In the above process , After the color space conversion of the prediction module , By discarding some color density information , Increase the compression ratio . Common options are 4:2:0, After this step, we need 8 Information represented by numbers , Now it's just a matter of 2 individual , Directly abandoned 75% Of Cb Cr Information , However, this step is irreversible , This leads to the loss of image compression . In addition, in the entropy coding module , Will further use stroke length coding or Huffman Encoding further compresses the picture information , And the compression of this part is lossless , It's reversible .
(YCbCr Space conversion ) The principle of Huffman coding is as follows : If the total number of characters to be encoded is 38 Symbol data , Count them , The symbols and corresponding frequencies obtained are shown in the following table :
First , Sort all symbols by frequency , After sorting, see the following figure :
then , Select two leaf nodes with the lowest frequency , The one with the least frequency is the left child node , The other is the right child node , The root node is the sum of the frequencies of the two leaf nodes .

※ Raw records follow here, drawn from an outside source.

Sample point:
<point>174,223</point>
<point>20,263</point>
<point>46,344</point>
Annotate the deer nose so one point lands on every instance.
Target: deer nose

(Huffman Trees ) Go through the above steps , It forms a Huffman Trees ,Huffman Coding is often used in lossless compression , Its basic idea is to use short encoding to represent characters with high frequency , Use long encoding to represent characters with low frequency , This makes the average length of the encoded string 、 The expectation of length decreases , So as to achieve the purpose of compression .
3、 ... and 、 The protagonist of the story Lepton
Not perfect .
above JPEG Although the compression reduces the size of the image and the quality is good, it is difficult for the human eye to distinguish the differences , But because of the lossy compression , The image quality cannot be restored to the original quality , And actually at this time jpg The picture still has compressed space . Lepton You can do it in JPEG On this basis, the image is further lossless compressed .
3.1 Why choose Lepton
And lepton Similar compression tools include jpegcan,MozJPEG,PackJPG,PAQ8PX. But these tools have some defects more or less , Make it inferior to lepton More suitable for industrial production . such as PackJPG You need to rearrange all compressed pixel values in the file in the order of global sorting . This means that decompression is single threaded , At the same time, the whole image needs to be put into memory, which leads to high delay and low throughput of image processing . The picture below is lepton The comparison of several tools in the paper :
3.2 Lepton What optimizations have been made .
First, on the algorithm Lepton Divide the image into two parts header And the image data itself ,header Use DEFLATE Do lossless compression , The image itself uses arithmetic coding instead of Holman coding for lossless compression . because JPEG Use Huffman code , This makes it difficult to use multithreading ,Lepton Use "Huffman Switch word " Improved . secondly Lepton A complex adaptive probability model is used , This model was developed by testing on a large number of field images . The goal of this model is to produce the most accurate prediction of the value of each coefficient , This produces smaller files ; Allow multithreading concurrent processing in Engineering , Allow distributed processing across multiple servers in chunks , Stream processing line by line effectively controls the memory , At the same time, it also ensures the safety of data reading and output . It is Lepton In the optimization of the above key issues , So it can be used in production environment .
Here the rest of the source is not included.